Most of the arguments for changing the law are economic, in a country that has rarely seen the kind of mass shootings that have happened in other countries
Philippe Miauton, of the chamber of commerce and industry in Vaud Canton, told the Radio television suisse broadcaster that turning down the law change could bring “many consequences that would be harmful.”
“Switzerland is not an island... We need the bilateral agreements, and that means making concessions,” he said.
Voters appear to have heeded the warnings: According to the most recent gfs.bern poll, a full 65 percent of respondents supported the law change, compared with 34 percent who opposed it.
The shooting enthusiasts behind the referendum say the government warnings are “exaggerated.”
Brussels has “no interest” in excluding Switzerland from Schengen’s information-sharing system regarding criminality and terrorism, said Swiss Army Captain Olivia de Weck, the vice president of the ProTell gun lobby.
Changing the law would “erase the right to own weapons” in Switzerland and be “completely useless in confronting terrorism,” said the campaign, which has the backing of the country’s biggest political party, the populist right-wing Swiss People’s Party.
It is difficult to know exactly how many firearms are in circulation, since guns are registered regionally and there is no national registry, but according to a 2017 report by the Small Arms Survey, the country boasts the world’s 16th-highest rate of gun ownership, with about 2.3 million firearms in civilian hands — nearly three for every 10 inhabitants.
Under the new gun law, which has already been approved by legislators, semi-automatic weapons with high-capacity magazines would be listed as “banned.”
Such weapons would still be available for purchase by collectors and sports shooters, as long as they obtain an “exceptional authorization.”
Collectors and museums would also need to provide a full list of the “banned” weapons they own, and indicate their plan for safe storage. Sports shooters would also need to prove at regular intervals that they are still actively practicing the sport to justify their need to own such weapons.
Those opposed to the law change claim it amounts to an “EU dictate” and is reining in Swiss sovereignty.
Green Party Vice President Lisa Mazzone said that to the contrary, the new law indicated that Switzerland was intent on gaining more control over the situation.
It will allow “improvements in the tracing and the marking of firearms.
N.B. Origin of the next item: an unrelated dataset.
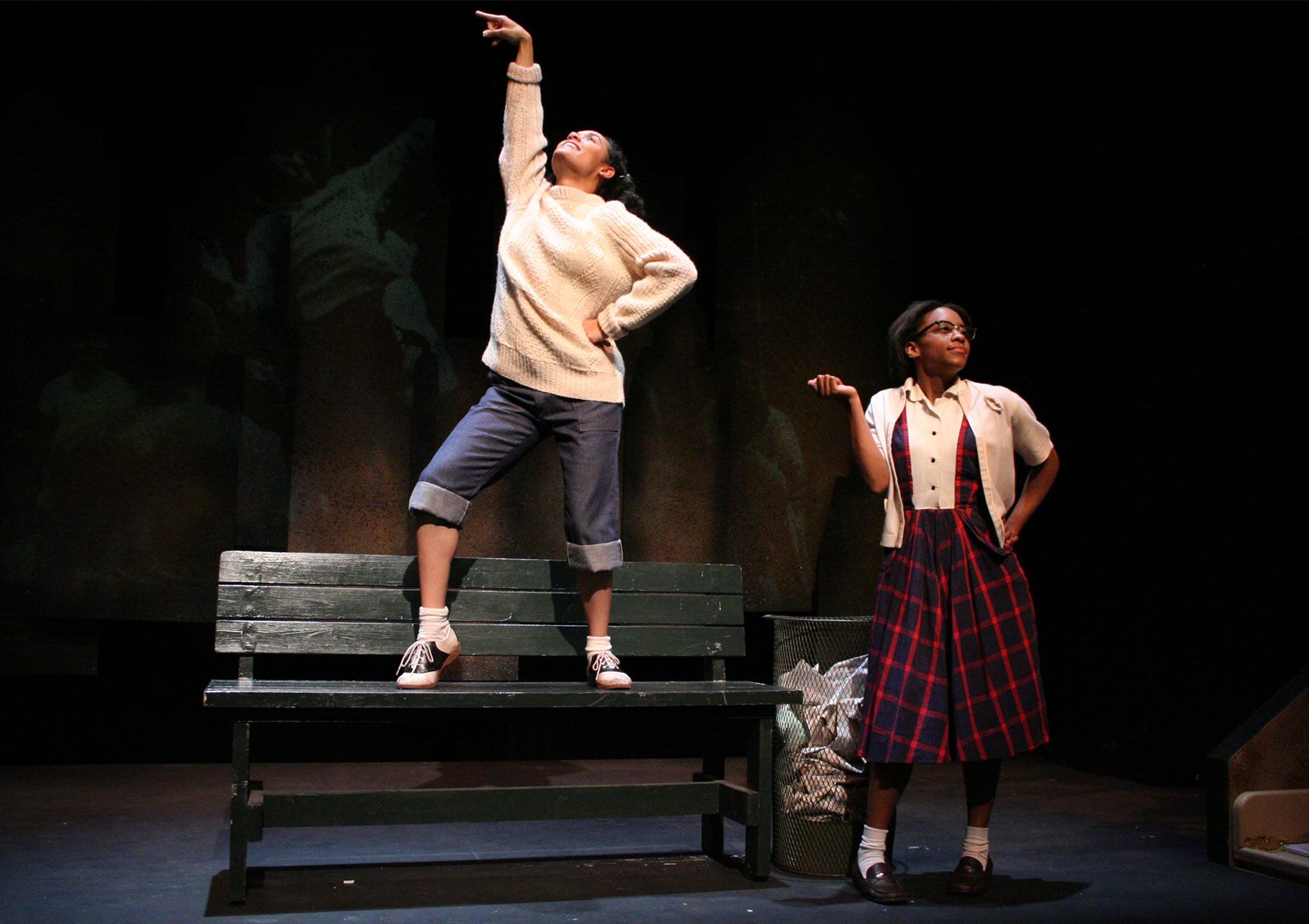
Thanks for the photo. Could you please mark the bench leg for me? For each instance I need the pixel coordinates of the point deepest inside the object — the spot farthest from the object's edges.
(758, 836)
(712, 767)
(239, 823)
In terms of security, it is obviously a good thing to have a better overview of what weapons are in circulation,” she said.
The strong gun culture in Switzerland is partially tied to the country’s tradition of national defence service: Most men undergo obligatory military service, consisting of three weeks of service each year between the ages of 18 and 30. They are allowed to keep their assigned weapon when they are done.
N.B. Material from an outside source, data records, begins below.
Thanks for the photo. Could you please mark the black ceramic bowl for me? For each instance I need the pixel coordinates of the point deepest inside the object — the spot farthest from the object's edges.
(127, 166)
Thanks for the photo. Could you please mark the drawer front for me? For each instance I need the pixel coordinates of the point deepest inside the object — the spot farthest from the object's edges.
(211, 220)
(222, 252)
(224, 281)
Shooting clubs and competitions are also an integral part of life for many, and the country subsidizes “young shooters” classes for any interested.
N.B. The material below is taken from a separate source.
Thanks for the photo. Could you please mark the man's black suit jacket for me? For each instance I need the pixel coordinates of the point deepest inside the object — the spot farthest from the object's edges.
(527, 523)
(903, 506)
Gregory Barthassat, an 18-year-old taking part in one of the classes in Geneva, says he comes from a family of gun owners. He is practicing with an FASS 90 — an assault rifle issued by the Swiss army and a favorite among sports shooters.
If the new law passes, people will still be permitted to hold onto their army-issued FASS 90 at the end of their military service without additional permits, but if they want to pass on the weapon to a family member or sell it, it would be listed in the “banned” category.
“If this law passes, it will be much more difficult to buy weapons and to do sports shooting,” Barthassat said.